The cop was a short, stocky, white female, and very butch. She was wearing those shiny black cop sunglasses, the kind that only cops wear. She said something to David, something unintelligible, and David was so frustrated and upset that he walked right out the door. The female cop followed David and he should have run, would have run, but he was carrying two bags. And the female cop grabbed the back of the straps on the bags and called for backup, and David was just standing there saying, “What have I done that was wrong?” and “I haven’t done anything!” because of course he hadn’t done anything wrong.
The trouble started because the cashier had been talking to someone, and David had to go really bad—so bad, in fact, that it constituted a veritable emergency. So he just walked to the back of the store, found the bathroom, and proceeded to use it. The cashier came back there and said, “You didn’t ask my permission to use the bathroom! Do you go into people’s houses and use their bathroom without permission? I am going to call the police! Get out of here right now!” Etc., etc., etc.

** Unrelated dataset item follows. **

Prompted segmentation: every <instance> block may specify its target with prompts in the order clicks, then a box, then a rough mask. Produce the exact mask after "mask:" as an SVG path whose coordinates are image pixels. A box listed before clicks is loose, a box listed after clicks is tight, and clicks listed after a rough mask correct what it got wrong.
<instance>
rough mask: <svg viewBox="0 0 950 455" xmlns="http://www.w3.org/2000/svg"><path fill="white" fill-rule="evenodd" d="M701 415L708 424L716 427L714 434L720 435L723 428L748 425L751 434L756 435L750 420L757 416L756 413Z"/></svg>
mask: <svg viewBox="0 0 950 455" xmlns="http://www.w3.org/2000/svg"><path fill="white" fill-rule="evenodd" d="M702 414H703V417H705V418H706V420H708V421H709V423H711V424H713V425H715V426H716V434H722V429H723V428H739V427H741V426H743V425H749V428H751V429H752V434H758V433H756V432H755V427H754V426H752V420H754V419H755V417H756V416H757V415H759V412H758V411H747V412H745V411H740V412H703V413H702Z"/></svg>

So when David was finished, he left the store, quite shaken and very upset, and went to find a pay phone because he had to call a guy about a job that he was supposed to do that day. But he was so upset and shaken by the incident at the market that he completely forgot about the phone call, and went into the coffee shop across the street and asked the cashier there if their bathroom was really out of order or if she was just saying that, because that is a common trick employed by many of the store owners and shopkeepers in the area, most of whom are foreigners and who speak little or no English whatsoever.
KELSO—I WAS in Kelso for more than a week, which was probably one week too many. I had gotten to Kelso/Longview on the Friday of Memorial Day weekend, 1999. I had just come up from Portland (via city buses) after a harrowing experience with a local hospital (OHSU). They had tried to detain me after I had gone into Emergency to have my left-hand index finger looked at. They sort of accused me of being crazy, I guess. I don’t know why. They started asking me questions totally unrelated to my finger.
They are assholes. They are the ones who are crazy. Or else they’re just stupid—which I think might be the case. It reminded me of that movie, One Flew Over the Cuckoo’s Nest.
Anyway, I made it to Longview, then I went to Kelso because that’s where the Amtrak/Greyhound station was at. The first night, I went into a tavern called the Corner Tavern. It was right next to the station. There was a guy there who was drunk, who wanted to play some pool; so I played with him, and he said that I could stay at his place that night if I wanted, and that he had a friend who needed some work done the next day. He said that he would give me $15 even if I didn’t lift a finger.
We went to his place, and it was filthy. He had a roommate who was passed out on the couch in the living room. The catbox was overflowing.